The Fayum portrait is a real miracle in the history of art. Created many centuries ago, he brought to us the “living” images of people in whom, in the era of the romantic perception of Roman-Egyptian art, the faces of the children of the Egyptian royal house of Ptolemies were seen.
The portraits got their name from the Fayum region, located on the eastern outskirts of the Libyan desert, which in ancient times was inhabited by Egyptians. The Fayum portraits were discovered in 1615 by Pietro della Balle in one of the graves and sent to Europe as exotic wonders.

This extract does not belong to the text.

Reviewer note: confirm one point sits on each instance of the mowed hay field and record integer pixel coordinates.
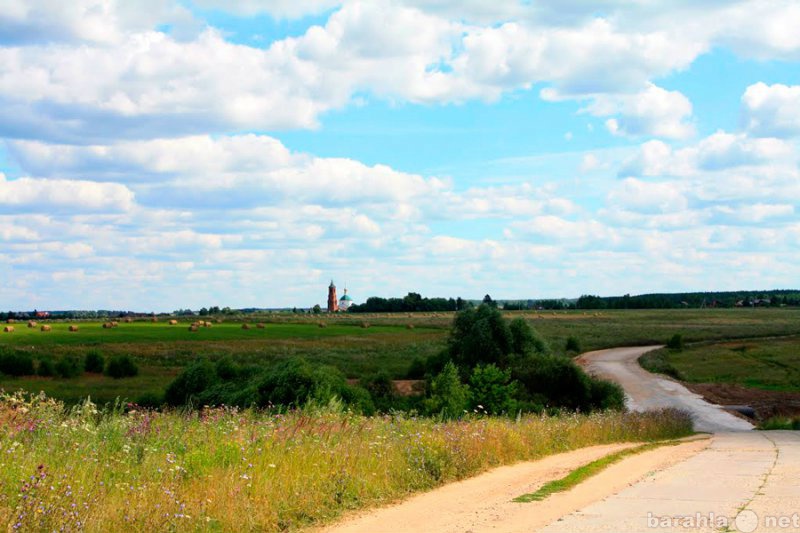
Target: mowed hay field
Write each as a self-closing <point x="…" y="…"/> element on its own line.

They were exhibited in the Kunstkamera, and they amazed the audience. In 1887, the Egyptian Austrian explorer Theodor Graff made a large collection of portraits, buying them from thieves who ravaged ancient tombs.
After the publication of data on the collection in the monograph of the German Egyptologist Moritz Ebers in 1888, the Fayum portrait entered the world history of art. Unknown artists Fayuma painted portraits from life with wax paints, which gives an unusual effect of three-dimensional image. These portraits were laid on the face of a person after death and fastened with funeral wrappings in which embalmed bodies were wrapped. The collections of the Fayum portraits are kept in many museums around the world, including in Moscow in the Pushkin Museum of Fine Arts. A. S. Pushkin.